Corned beef hash provides a surprising treat at former coaching inn


The Old Crown Coaching Inn,

25 Market Place,


SN7 7HU.

Tel: 01367 242744

IT was a quiet and lonely Monday lunchtime when a friend and I stopped off in Faringdon for a bite to eat. The shops (those which were open) were virtually deserted and I could count the number of people we saw out on the streets on one hand.

Yet we were spoiled for choice for places to fill our stomachs, with at least half a dozen pubs and cafes vying for our trade, from a wine bar bistro to an internet cafe and all kinds of everything inbetween.

The Old Crown Coaching Inn caught our attention, with its smart white facade and a green plaque outside announcing that it once provided quarters for Royalist cavalry between 1644 to 1646. We only popped inside for a glance at the menu, but immediately decided to stay. Whether it was the warm welcome from the landlady or the warm shelter from the cold wind outside doesn’t matter; suffice to say it was the right decision and we left very happy with our choice.
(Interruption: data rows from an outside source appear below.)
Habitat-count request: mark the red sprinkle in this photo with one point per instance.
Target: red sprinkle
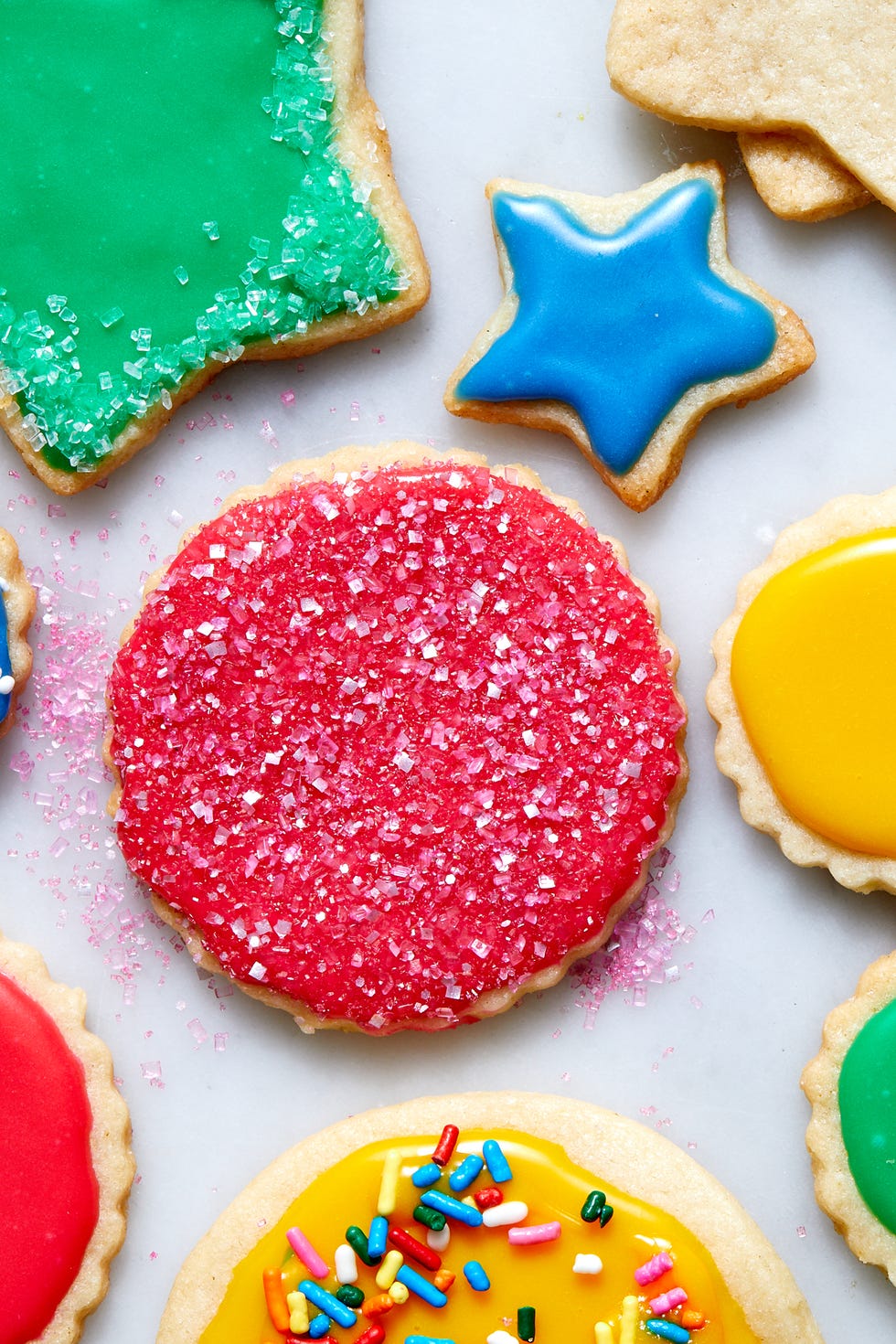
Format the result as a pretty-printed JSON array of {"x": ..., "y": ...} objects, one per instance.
[
  {"x": 488, "y": 1198},
  {"x": 445, "y": 1147},
  {"x": 410, "y": 1246},
  {"x": 394, "y": 742}
]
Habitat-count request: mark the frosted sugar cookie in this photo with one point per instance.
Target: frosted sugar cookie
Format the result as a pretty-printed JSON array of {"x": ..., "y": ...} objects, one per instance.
[
  {"x": 65, "y": 1158},
  {"x": 802, "y": 692},
  {"x": 486, "y": 1217},
  {"x": 624, "y": 323},
  {"x": 821, "y": 69},
  {"x": 229, "y": 197},
  {"x": 16, "y": 613},
  {"x": 852, "y": 1133},
  {"x": 395, "y": 738}
]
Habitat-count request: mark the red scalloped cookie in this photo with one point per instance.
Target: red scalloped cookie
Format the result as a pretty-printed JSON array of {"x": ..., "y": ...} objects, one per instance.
[
  {"x": 395, "y": 740},
  {"x": 65, "y": 1156}
]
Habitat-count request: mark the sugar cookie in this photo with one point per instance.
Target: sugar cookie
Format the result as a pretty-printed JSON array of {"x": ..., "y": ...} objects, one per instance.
[
  {"x": 623, "y": 325},
  {"x": 65, "y": 1158},
  {"x": 231, "y": 200},
  {"x": 395, "y": 737},
  {"x": 852, "y": 1133},
  {"x": 16, "y": 613},
  {"x": 802, "y": 692},
  {"x": 559, "y": 1215}
]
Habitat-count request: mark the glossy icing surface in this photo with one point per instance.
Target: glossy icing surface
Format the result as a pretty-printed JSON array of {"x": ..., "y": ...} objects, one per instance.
[
  {"x": 867, "y": 1094},
  {"x": 554, "y": 1189},
  {"x": 617, "y": 325},
  {"x": 48, "y": 1197},
  {"x": 395, "y": 741},
  {"x": 812, "y": 672},
  {"x": 171, "y": 190}
]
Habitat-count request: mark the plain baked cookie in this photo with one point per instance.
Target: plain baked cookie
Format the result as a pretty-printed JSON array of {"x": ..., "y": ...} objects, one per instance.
[
  {"x": 395, "y": 738},
  {"x": 852, "y": 1133},
  {"x": 16, "y": 612},
  {"x": 624, "y": 323},
  {"x": 266, "y": 226},
  {"x": 818, "y": 68},
  {"x": 798, "y": 179},
  {"x": 802, "y": 692},
  {"x": 559, "y": 1207},
  {"x": 65, "y": 1158}
]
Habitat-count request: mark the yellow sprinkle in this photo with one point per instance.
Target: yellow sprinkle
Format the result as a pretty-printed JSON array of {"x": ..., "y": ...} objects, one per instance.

The inn has retained many of the features that would have been standard 360-plus years ago - the private nooks and crannies, the low ceiling, the enormous open fireplace - and any more recent additions are very much in keeping. Oil-effect lanterns hanging in the windows and the bumpy flagstone floor all lend a period feel.

The place is currently undergoing a refurbishment, yet somehow the chef had still managed to produce an interesting menu. Among the lunches on offer were everything from very simple sandwiches (cheese and pickle, beef and horseradish, all served with chips or soup for £6.50), right up to devilled whitebait with homemade tartare sauce (£4.95) and fresh egg pasta with walnut pesto (£8.95).

On such a cold day, I was tempted by the venison casserole (£11.50), which promised an accompaniment of crusty bread and an intriguing mustard dressing. It was a satisfying choice, if rather strange to look at; a big bowl of rich meat and vegetables, drizzled with the tangy yellow dressing and plenty of bread to dunk in the sauce.

But my friend’s choice was even better - home cured corned beef hash with red onion and sweetcorn (£8.95). Schoolday memories of corned beef hash prevented me from ordering this, but this dish was nothing like the slop I remember. Chunks of corned beef (made on the premises, our waitress assured us) were interspersed with potato wedges and vegetables, all topped with a sizzling fried egg. It looked fantastic and she tucked in hungrily.

Due to the refurb – and no doubt the lack of custom in the area – there were no desserts on offer that day, but we ordered coffees to round off the meal.

As we drank, we wondered whether it was even worth their while opening on a Monday lunchtime, with only the two of us and another couple to serve.

Probably not, we decided... but we were sure glad they did.